Suçluluğu hakkında kuvvetli belirti bulunan kişiler, ancak kaçmalarını, delillerin yokedilmesini veya değiştirilmesini önlemek maksadıyla veya bunlar gibi tutuklamayı zorunlu kılan ve kanunda gösterilen diğer hallerde hâkim kararıyla tutuklanabilir."

53. Başvurucunun bu bölümdeki iddialarının Anayasa'nın 19. maddesinin üçüncü fıkrası bağlamında kişi hürriyeti ve güvenliği hakkı kapsamında incelenmesi gerekir.
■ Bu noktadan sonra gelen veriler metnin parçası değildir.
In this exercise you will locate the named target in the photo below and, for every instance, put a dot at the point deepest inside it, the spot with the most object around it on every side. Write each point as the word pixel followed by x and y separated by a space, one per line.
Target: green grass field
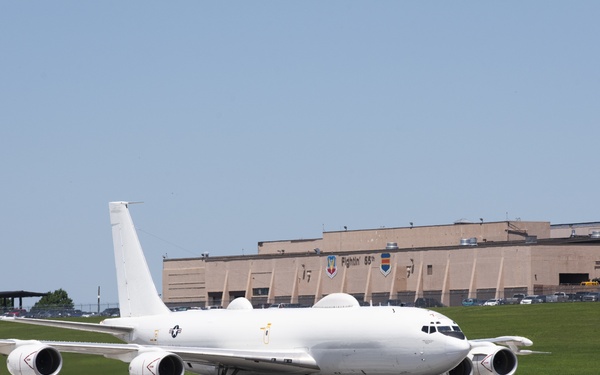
pixel 570 331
i. Uygulanabilirlik Yönünden

54. Anayasa'nın "Temel hak ve hürriyetlerin kullanılmasının durdurulması" kenar başlıklı 15. maddesi şöyledir:

"Savaş, seferberlik, sıkıyönetim veya olağanüstü hallerde, milletlerarası hukuktan doğan yükümlülükler ihlâl edilmemek kaydıyla, durumun gerektirdiği ölçüde temel hak ve hürriyetlerin kullanılması kısmen veya tamamen durdurulabilir veya bunlar için Anayasada öngörülen güvencelere aykırı tedbirler alınabilir.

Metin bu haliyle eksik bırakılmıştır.